Joggers, dog-walkers, postmen – he passed them all on his way to the twenty-four-hour shop he knew was just three roads away.
He felt envious of them all. He would have swapped places with any one of them. He, who had everything a man could possibly
want. Fame, fortune, stardom, dazzling looks, three stunning and talented daughters, the woman every man in the country lusted
after. A Maserati.

How wonderful, he thought, to be a postman on a bike. To wake up knowing exactly what it was you had to achieve each day,
and how you were going to do it. And once you were
done, once all those bills and letters and parcels were delivered, you could go home without giving any of it a second thought.
Until the next morning. There was a pleasing rhythm and simplicity to it. Why couldn’t God have left out the looks and the
talent and the self-destruct gene when he was born, and made him a postman?

He turned the corner and saw the shop. There were bundles of newspapers still strapped up, waiting to be unpacked and put
on the shelves. And there they were – the headlines. Not in
The Times or the Telegraph
, of course, but in the tabloids. The predictable play on words –
Coco-caine, Cocaine Coco

Top TV star in drugs bust
. Et cetera, et cetera. There were photos of Coco, looking pale but dignified, being escorted out of the station by Benedict
Amador.

He didn’t pick any of them up to read what was inside.

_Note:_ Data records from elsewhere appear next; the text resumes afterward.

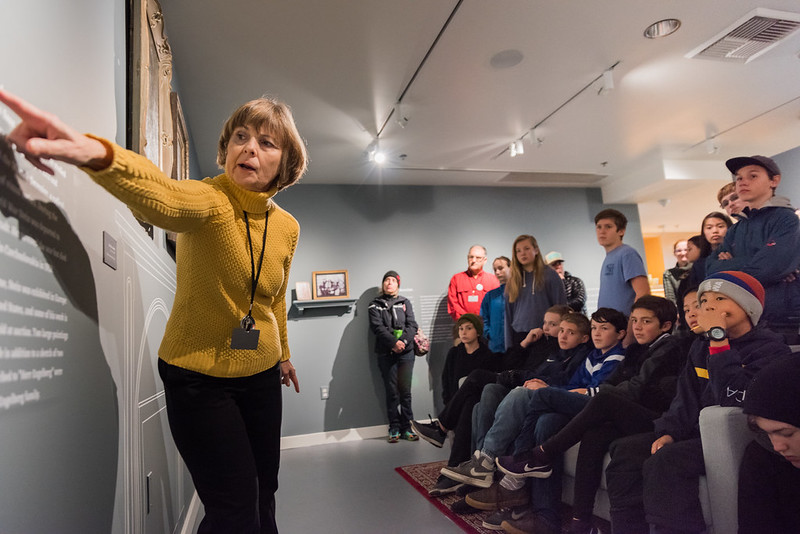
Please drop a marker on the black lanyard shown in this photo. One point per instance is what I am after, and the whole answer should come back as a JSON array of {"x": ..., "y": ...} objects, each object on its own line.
[{"x": 248, "y": 322}]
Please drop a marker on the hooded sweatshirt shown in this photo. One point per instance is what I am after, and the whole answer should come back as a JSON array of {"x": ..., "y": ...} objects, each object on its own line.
[{"x": 717, "y": 379}]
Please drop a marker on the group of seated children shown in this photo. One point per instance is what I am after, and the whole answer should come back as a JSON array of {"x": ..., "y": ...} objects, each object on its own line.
[{"x": 640, "y": 403}]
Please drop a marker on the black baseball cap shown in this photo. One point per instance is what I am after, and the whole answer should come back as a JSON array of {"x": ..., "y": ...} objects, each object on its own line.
[{"x": 734, "y": 164}]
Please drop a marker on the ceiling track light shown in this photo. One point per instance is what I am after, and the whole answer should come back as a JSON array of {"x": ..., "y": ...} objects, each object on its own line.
[
  {"x": 537, "y": 136},
  {"x": 608, "y": 82},
  {"x": 400, "y": 115},
  {"x": 375, "y": 154},
  {"x": 516, "y": 148}
]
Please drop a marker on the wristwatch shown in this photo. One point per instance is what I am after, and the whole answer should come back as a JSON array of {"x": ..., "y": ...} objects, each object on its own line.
[{"x": 716, "y": 333}]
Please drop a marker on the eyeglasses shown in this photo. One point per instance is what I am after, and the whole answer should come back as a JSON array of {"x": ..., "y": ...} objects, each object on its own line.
[{"x": 725, "y": 202}]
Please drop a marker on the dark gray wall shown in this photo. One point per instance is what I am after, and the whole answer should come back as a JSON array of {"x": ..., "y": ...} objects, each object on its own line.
[{"x": 424, "y": 234}]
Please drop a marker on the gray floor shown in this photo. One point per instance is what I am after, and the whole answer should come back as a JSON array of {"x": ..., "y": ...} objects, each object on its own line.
[{"x": 352, "y": 487}]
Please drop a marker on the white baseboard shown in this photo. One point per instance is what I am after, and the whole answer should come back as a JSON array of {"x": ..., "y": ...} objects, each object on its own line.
[{"x": 336, "y": 436}]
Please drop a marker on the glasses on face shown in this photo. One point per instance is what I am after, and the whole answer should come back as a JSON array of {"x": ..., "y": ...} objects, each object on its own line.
[{"x": 726, "y": 201}]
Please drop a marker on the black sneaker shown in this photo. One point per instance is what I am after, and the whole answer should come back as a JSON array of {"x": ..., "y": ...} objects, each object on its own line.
[
  {"x": 445, "y": 486},
  {"x": 430, "y": 432},
  {"x": 495, "y": 520},
  {"x": 461, "y": 507},
  {"x": 527, "y": 464},
  {"x": 477, "y": 471}
]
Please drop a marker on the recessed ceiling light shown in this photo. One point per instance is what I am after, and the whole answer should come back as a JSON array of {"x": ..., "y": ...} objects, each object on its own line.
[
  {"x": 506, "y": 59},
  {"x": 662, "y": 28}
]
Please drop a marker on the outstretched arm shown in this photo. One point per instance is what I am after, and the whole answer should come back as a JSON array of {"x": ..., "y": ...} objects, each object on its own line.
[{"x": 42, "y": 135}]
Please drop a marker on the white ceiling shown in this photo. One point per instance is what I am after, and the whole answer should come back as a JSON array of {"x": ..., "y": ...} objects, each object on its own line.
[{"x": 343, "y": 65}]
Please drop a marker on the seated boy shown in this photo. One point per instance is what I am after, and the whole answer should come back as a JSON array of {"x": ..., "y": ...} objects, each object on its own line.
[
  {"x": 514, "y": 408},
  {"x": 769, "y": 478},
  {"x": 653, "y": 477},
  {"x": 527, "y": 360},
  {"x": 765, "y": 243},
  {"x": 638, "y": 392}
]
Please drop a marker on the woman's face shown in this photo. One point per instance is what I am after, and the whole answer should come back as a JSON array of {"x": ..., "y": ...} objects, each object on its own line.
[
  {"x": 526, "y": 253},
  {"x": 714, "y": 231},
  {"x": 785, "y": 438},
  {"x": 692, "y": 252},
  {"x": 253, "y": 158}
]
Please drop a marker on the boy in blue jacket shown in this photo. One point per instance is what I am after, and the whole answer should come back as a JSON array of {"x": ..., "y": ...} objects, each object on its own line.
[
  {"x": 653, "y": 477},
  {"x": 765, "y": 243},
  {"x": 512, "y": 412}
]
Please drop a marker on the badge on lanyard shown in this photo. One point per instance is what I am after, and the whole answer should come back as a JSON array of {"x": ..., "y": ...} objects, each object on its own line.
[{"x": 246, "y": 337}]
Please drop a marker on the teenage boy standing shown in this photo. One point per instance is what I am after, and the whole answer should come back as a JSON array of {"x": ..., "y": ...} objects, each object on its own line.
[
  {"x": 765, "y": 243},
  {"x": 653, "y": 477},
  {"x": 623, "y": 278}
]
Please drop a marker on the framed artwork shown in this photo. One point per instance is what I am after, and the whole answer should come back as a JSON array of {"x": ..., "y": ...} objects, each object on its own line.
[
  {"x": 150, "y": 128},
  {"x": 330, "y": 284}
]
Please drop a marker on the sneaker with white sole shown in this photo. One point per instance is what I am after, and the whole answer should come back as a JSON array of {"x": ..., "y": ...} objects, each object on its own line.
[
  {"x": 496, "y": 497},
  {"x": 495, "y": 520},
  {"x": 477, "y": 471},
  {"x": 524, "y": 465},
  {"x": 430, "y": 432}
]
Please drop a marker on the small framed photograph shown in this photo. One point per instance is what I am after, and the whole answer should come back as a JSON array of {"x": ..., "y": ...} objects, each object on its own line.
[
  {"x": 302, "y": 290},
  {"x": 330, "y": 285}
]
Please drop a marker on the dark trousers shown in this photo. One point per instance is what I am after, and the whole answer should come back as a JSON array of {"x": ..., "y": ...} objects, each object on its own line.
[
  {"x": 672, "y": 487},
  {"x": 228, "y": 432},
  {"x": 397, "y": 370},
  {"x": 457, "y": 413},
  {"x": 662, "y": 489},
  {"x": 607, "y": 417}
]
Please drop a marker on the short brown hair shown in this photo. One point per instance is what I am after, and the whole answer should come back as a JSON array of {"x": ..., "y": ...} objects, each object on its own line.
[
  {"x": 277, "y": 118},
  {"x": 726, "y": 190},
  {"x": 617, "y": 216}
]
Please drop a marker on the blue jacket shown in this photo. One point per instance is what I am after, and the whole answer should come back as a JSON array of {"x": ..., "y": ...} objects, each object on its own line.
[
  {"x": 765, "y": 244},
  {"x": 493, "y": 312},
  {"x": 721, "y": 378},
  {"x": 596, "y": 368}
]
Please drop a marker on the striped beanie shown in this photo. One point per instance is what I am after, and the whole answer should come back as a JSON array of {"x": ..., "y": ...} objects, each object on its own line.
[{"x": 742, "y": 288}]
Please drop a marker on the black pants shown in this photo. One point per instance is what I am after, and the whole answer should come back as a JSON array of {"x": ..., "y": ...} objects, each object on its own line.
[
  {"x": 457, "y": 413},
  {"x": 397, "y": 370},
  {"x": 228, "y": 432},
  {"x": 662, "y": 489},
  {"x": 607, "y": 417}
]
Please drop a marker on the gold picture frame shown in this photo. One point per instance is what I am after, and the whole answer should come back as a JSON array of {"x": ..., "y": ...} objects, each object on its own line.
[{"x": 330, "y": 285}]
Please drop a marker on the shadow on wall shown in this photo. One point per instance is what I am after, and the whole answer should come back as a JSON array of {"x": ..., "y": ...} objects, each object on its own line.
[
  {"x": 441, "y": 336},
  {"x": 58, "y": 453},
  {"x": 378, "y": 203},
  {"x": 354, "y": 400}
]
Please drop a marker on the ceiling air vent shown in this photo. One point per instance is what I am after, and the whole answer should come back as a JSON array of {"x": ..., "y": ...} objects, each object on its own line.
[{"x": 749, "y": 37}]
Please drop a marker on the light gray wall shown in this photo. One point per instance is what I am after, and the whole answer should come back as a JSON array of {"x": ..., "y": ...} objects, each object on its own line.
[
  {"x": 789, "y": 163},
  {"x": 424, "y": 234}
]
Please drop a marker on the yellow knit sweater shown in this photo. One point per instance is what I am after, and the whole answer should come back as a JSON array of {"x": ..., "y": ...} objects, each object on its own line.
[{"x": 213, "y": 263}]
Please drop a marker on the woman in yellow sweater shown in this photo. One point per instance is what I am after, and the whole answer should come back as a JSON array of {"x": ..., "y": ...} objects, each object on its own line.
[{"x": 225, "y": 351}]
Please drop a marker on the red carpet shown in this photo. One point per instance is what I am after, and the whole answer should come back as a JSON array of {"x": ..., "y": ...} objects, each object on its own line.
[{"x": 423, "y": 477}]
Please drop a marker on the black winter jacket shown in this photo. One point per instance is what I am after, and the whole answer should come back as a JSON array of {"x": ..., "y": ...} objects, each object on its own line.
[{"x": 387, "y": 314}]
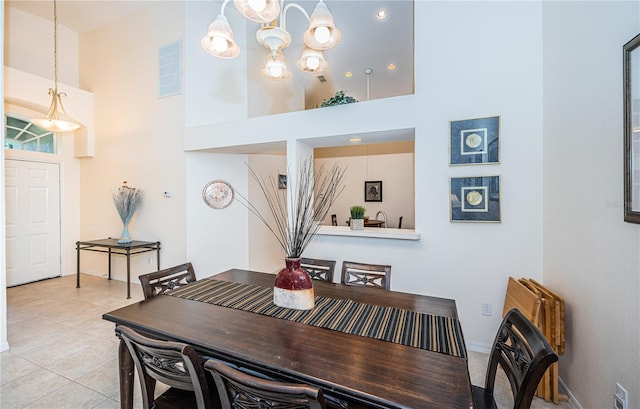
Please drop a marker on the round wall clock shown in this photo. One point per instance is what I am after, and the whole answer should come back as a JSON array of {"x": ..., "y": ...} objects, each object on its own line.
[{"x": 217, "y": 194}]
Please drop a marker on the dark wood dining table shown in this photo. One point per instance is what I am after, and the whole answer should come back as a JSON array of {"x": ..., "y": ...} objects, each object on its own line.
[{"x": 357, "y": 370}]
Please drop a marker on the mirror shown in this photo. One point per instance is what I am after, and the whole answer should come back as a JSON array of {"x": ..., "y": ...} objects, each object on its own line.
[{"x": 631, "y": 65}]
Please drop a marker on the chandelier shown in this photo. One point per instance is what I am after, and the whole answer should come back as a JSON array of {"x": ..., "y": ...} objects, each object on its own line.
[
  {"x": 321, "y": 35},
  {"x": 57, "y": 119}
]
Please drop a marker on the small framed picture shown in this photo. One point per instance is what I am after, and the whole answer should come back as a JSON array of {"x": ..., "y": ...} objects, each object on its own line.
[
  {"x": 475, "y": 199},
  {"x": 282, "y": 181},
  {"x": 475, "y": 141},
  {"x": 373, "y": 191}
]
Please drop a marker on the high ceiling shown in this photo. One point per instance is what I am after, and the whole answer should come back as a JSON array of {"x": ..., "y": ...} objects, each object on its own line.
[{"x": 366, "y": 41}]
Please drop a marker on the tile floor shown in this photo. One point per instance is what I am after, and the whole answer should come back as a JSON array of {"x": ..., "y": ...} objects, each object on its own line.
[{"x": 64, "y": 355}]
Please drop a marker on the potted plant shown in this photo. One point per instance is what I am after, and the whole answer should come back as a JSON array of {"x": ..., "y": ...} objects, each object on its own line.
[
  {"x": 357, "y": 217},
  {"x": 340, "y": 98}
]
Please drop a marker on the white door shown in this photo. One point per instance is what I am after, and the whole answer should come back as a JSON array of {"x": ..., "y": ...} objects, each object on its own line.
[{"x": 32, "y": 205}]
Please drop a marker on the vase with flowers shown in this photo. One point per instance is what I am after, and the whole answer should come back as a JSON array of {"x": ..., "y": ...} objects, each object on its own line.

He knew the editorial line. Family history of substance abuse, history
repeating itself, blah blah blah. They would trot out all the old anecdotes about him. Theories about the pressures of acting.
Following in her father’s footsteps. The price of fame.

He should have been there for her. He should have seen the signs. He knew exactly how hard it was, to do what she was doing.
He should have been checking in with her on a regular basis, making sure she was coping. He had blithely assumed, because
Coco looked calm, cool and in control, that she was.

A good father should have known better. A proper father would have looked below the surface, seen the signs. Instead, he had
been focusing on resurrecting his own pathetic career, preening himself, wallowing in his comeback.

Never mind, he thought bitterly. It looked as if she had found herself another father figure. No doubt Benedict would sort
it all out for her. Find some therapist who would put the blame fairly and squarely on Raf.

He turned and walked away from the accusing headlines. Down to the back of the shop, where rows and rows of brightly coloured
cans and bottles displayed themselves proudly, fighting amongst themselves for his attention.

He went for vodka. A cheapo brand, red and silver with mock Russian graphics. It would taste like lighter fuel, but who cared?
The final effect was the same, whether it was cheap shit or Chateau d’Yquem. Raf had never drunk for the taste.

He took it up to the till.

‘Are you sure you want that, mate?’ the assistant asked.

He obviously recognised him. He’d clocked him and didn’t want the responsibility of being the man who had pushed Raf Rafferty
off the wagon.

‘Are you in the business of selling alcohol, or are you just a fucking busybody?’ snarled Raf, chucking a twenty-pound note
on the counter.

The bloke said nothing after that, just rang up the purchase. He went to put the bottle in a bag, but Raf grabbed it off him.

‘Do you want your receipt?’

He was talking to thin air. Raf was gone.

No ice. Straight from the bottle. Sitting on a park bench overlooking the city as it got ready for the day ahead.

He was a loser. He’d lost his wife. He was losing his kids. He was going to lose his career. Again. How could he ever have
thought he could conquer it? Of course it was going to win, every time. You might keep it at bay for a small amount of time,
but it crept back up on you, stealthy, insidious, waiting for that moment of weakness. And then it offered its slimy claw
of friendship, reaching out for you, luring you back on-side.